Bullet-ridden bodies were being rushed around on stretchers. Wailing echoed through the halls. The police were there in force, chasing patients and bystanders. “They were hitting everyone with lathis,” Muthulakshmi said. “I saw the police mercilessly beating a young boy. They were ruthless.” She kept running between the hospital’s floors frantically. She had forgotten her cell phone at home. “I called my husband using someone else’s phone,” she said. Her husband had reached the hospital earlier. “The minute he spoke, I sensed something terrible had happened. He never used to talk softly, his voice was weak. I rushed to where he was standing.” Her husband kept assuring her that their son was fine. Ranjith was in the intensive care unit. Muthulakshmi refused to believe him. She does not remember the following hours too well. Her husband eventually shepherded her out, telling her they had to go home. “I kept asking why he brought me back when Ranjith was in the ICU.” On her way back, she barely noticed how the city had been rent apart.

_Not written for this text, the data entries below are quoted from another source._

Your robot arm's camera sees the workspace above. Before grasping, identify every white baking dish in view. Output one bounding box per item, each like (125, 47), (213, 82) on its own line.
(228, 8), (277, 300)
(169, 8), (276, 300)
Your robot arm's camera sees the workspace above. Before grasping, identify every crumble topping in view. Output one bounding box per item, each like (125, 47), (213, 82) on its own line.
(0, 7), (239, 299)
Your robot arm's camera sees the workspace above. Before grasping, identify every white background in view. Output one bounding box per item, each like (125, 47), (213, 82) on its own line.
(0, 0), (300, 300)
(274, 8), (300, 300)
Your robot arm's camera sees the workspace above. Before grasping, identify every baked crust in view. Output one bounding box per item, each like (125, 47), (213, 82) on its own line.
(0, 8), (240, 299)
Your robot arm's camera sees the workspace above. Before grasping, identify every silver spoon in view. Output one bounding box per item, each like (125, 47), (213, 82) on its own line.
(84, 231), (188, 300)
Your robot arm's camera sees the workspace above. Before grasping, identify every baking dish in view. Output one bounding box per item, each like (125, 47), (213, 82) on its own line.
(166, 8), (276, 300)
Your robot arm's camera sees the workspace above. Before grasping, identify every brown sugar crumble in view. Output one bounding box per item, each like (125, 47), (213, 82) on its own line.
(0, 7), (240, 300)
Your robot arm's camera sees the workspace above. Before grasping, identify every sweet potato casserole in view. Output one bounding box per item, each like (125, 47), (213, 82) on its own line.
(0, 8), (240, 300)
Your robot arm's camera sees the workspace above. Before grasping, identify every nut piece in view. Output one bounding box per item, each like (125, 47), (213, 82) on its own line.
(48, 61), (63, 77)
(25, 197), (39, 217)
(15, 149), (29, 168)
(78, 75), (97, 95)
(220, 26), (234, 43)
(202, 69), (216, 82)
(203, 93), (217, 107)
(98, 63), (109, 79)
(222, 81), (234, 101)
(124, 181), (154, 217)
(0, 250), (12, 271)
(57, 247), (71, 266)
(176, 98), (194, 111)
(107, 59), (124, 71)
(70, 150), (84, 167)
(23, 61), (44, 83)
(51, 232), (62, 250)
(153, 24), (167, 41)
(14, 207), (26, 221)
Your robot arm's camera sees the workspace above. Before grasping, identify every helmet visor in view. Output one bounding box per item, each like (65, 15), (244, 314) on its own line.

Before 2018, Thoothukudi, called the Pearl City, was an unassuming, quiet, sea-swept township. Known for its saltpans and plump fish, it was the sort of city that reporters only went to during election season. Near the mouth of the Thamirabarani River, the sea forms a natural harbour, which made it a vital port according to the earliest Tamil records. Its access to shipping made its industries thrive, with the State Industries Promotion Corporation of Tamil Nadu setting up one of its earliest industrial estates there in 1984. A generation later, it was a town of tired industrial retirees and fishermen.